Even if you already love okra and embrace the slime, the possibilities of this veggie are most likely greater than what you have experienced. Japan, India, Latin America and most of Africa regularly include okra in their meals with flavorings and preparation methods that expand beyond fried or gumbo. This recipe is Indian inspired. Grilling the whole pod eliminates slime altogether. The piquant masala paired with the smoky flavor from grilling make this dish highly addictive. On hot summer nights, we eat these spicy little treats like popcorn washing them down with a cold fruity beer.
Buying, Storing & Preparing: Okra is available in Wisconsin from August to October. Buy them at the farmers market when you can as they can be hard to find in the off season at the grocery store. Some varieties can grow up to 7 inches and still remain tender, but unless your farmer verifies that her variety grows that long, get pods no bigger than 3 inches long.
Okra is extremely sensitive to cold and the flesh will begin to blacken if exposed to temperatures below 45 degrees F, so store in a paper bag wrapped in a canvas bag in the warmest part of the fridge. Freshly harvested okra stored like this can last up to 10 days.
Slicing into the seed pod releases the thickening agent or “slime” so trim cap by cutting just above the pod.

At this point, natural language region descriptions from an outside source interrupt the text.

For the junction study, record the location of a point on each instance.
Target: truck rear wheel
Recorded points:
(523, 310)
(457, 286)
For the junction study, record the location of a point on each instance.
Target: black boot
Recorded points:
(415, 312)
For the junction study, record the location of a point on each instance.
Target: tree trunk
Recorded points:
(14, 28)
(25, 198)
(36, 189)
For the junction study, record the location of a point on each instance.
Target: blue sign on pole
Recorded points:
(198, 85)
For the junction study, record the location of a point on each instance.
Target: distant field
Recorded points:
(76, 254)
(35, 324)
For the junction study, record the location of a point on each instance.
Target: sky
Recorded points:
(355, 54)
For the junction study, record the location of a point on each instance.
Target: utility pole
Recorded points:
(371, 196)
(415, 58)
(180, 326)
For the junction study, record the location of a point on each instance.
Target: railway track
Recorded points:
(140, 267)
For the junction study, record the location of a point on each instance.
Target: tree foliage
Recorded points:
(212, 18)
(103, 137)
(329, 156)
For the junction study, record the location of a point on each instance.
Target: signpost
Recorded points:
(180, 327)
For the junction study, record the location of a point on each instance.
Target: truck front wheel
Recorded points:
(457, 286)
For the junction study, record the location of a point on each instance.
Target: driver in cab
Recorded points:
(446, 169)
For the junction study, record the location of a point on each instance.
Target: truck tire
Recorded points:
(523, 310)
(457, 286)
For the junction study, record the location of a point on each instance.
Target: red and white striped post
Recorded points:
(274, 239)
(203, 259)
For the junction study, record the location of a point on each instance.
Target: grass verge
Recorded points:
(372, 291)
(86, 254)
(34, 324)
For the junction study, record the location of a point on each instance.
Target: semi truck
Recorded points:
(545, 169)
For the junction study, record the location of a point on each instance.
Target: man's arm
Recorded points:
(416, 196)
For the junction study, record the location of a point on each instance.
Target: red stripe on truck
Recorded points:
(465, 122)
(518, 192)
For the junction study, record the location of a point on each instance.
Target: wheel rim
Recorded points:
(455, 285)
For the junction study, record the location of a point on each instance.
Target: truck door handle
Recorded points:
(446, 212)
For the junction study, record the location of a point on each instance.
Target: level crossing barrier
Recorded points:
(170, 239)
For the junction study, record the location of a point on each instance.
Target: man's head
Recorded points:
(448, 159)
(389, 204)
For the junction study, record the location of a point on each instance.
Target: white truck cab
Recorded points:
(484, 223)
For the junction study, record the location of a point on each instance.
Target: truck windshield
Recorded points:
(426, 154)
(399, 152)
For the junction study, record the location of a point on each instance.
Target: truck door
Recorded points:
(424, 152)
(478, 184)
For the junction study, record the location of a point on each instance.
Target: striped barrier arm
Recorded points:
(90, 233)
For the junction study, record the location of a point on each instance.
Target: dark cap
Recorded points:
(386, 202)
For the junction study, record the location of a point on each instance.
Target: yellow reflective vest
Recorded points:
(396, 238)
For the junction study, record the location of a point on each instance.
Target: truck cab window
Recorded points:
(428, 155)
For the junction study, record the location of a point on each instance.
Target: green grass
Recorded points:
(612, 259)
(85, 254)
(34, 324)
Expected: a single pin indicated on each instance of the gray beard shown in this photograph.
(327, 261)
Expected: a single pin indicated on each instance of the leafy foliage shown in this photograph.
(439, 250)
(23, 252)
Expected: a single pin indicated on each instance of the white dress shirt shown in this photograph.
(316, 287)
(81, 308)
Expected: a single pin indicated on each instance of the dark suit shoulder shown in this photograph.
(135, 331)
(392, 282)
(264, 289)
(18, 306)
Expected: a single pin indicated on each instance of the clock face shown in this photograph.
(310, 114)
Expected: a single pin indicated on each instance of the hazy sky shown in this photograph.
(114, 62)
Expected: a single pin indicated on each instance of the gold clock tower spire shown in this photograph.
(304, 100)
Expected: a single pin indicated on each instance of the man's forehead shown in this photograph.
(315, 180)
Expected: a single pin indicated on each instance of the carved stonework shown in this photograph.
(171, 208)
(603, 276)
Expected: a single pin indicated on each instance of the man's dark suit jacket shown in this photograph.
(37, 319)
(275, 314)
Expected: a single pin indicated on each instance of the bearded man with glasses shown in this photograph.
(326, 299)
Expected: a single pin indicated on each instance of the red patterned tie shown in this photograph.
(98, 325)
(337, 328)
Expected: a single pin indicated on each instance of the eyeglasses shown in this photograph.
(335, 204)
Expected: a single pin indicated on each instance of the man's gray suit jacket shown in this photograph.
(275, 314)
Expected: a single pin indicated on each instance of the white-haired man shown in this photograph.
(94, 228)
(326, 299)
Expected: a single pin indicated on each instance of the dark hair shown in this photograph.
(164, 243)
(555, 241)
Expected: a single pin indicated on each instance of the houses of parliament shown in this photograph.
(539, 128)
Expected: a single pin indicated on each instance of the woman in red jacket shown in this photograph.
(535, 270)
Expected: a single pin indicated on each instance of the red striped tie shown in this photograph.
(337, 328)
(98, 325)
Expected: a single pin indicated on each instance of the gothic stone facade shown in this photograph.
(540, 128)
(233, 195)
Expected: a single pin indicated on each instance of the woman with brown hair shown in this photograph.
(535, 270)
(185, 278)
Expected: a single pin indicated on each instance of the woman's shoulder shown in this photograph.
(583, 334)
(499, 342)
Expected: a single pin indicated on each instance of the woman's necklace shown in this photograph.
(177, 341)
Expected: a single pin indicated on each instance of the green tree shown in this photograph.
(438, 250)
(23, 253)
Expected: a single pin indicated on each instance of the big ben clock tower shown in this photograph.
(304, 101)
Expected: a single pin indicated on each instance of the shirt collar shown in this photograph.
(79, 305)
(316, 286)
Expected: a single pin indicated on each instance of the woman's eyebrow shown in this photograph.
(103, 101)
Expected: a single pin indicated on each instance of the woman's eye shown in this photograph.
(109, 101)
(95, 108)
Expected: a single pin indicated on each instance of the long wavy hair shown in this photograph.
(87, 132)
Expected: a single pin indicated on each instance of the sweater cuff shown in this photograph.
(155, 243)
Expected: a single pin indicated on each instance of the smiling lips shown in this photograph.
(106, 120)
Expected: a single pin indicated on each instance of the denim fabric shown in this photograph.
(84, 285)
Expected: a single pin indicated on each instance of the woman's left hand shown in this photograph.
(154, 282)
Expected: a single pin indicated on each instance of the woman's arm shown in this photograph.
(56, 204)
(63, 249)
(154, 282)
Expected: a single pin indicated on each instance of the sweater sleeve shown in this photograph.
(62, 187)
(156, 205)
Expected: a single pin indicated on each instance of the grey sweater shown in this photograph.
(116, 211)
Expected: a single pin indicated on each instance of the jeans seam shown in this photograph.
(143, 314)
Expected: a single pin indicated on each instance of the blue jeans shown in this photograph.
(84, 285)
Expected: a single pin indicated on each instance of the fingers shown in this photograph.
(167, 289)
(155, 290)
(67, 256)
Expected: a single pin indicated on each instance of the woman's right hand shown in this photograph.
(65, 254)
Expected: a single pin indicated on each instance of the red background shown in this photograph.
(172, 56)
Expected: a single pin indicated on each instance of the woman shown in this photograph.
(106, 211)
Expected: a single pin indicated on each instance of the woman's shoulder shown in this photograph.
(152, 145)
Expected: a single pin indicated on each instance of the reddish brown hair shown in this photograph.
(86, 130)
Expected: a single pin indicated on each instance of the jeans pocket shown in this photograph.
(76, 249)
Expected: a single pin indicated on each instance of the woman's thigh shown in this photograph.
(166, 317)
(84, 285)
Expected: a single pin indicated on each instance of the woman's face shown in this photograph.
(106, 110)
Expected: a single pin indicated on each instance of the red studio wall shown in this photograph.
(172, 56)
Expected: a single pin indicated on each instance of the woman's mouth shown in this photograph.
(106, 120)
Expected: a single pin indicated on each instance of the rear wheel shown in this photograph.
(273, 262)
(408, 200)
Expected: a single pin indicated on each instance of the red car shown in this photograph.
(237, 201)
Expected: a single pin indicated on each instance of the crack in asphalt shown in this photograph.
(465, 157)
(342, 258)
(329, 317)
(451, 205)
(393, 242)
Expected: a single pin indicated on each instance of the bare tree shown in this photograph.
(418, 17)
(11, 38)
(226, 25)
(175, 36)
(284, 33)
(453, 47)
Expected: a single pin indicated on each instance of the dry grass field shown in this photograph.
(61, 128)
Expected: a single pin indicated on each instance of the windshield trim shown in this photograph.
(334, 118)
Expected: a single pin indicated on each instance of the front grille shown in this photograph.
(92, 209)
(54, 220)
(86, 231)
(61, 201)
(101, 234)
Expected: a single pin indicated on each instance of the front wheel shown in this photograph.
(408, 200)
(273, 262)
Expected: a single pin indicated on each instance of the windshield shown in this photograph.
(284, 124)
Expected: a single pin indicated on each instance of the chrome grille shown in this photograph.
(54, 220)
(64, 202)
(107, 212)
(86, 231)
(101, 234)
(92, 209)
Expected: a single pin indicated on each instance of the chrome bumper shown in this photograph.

- 1 pound okra, 3 inches long; washed, caps trimmed
- 1 t curry powder (or equal parts cumin, coriander, turmeric)
- 1 t chili powder
- ¼ t good garlic powder
- ½ t regular salt
- 1 T oil
- 1 lime, sliced into wedges for garnish
- In a large bowl, add curry powder, chili powder, garlic powder, salt and mix.
- Add okra and toss. Drizzle in oil and toss further so that all the pods are uniformly coated with spice and oil.
- Using a wooden skewer soaked in water or a metal skewer, thread 6 or 7 okra. Threading a 2nd skewer through the okra, will prevent the okra from spinning on the skewer and make it easier to turn. Alternatively, line the grill with *non-stick aluminum foil, poke holes in it, and place the pods on the foil skipping the skewers altogether.
- Place okra on a heated grill.
- Grill for 7 – 8 minutes on each side over medium heat. Serve immediately, garnishing with lime juice.
- *Do not use cast iron, aluminum or exposed copper pots for cooking (especially frying or stewing) okra; it will cause the okra to turn black.
Cooking with Kids: Have the kids measure out the spices and mix them. They can even toss and coat the okra; just have them use a spoon to do the job or find a lid to cover the bowl. I have learned the hard way that little kids (at least mine) are not coordinated enough to toss oil, spices and veggies in an open bowl no matter how large the bowl and how few the okra.
Eating okra can be a challenge for kids and many adults. It’s a texture thing as the taste is very subtle. Let the lime garnish help. Kids seem to love the sour of citrus and the acid cuts the slime. Drench their okra in lime juice for their first taste.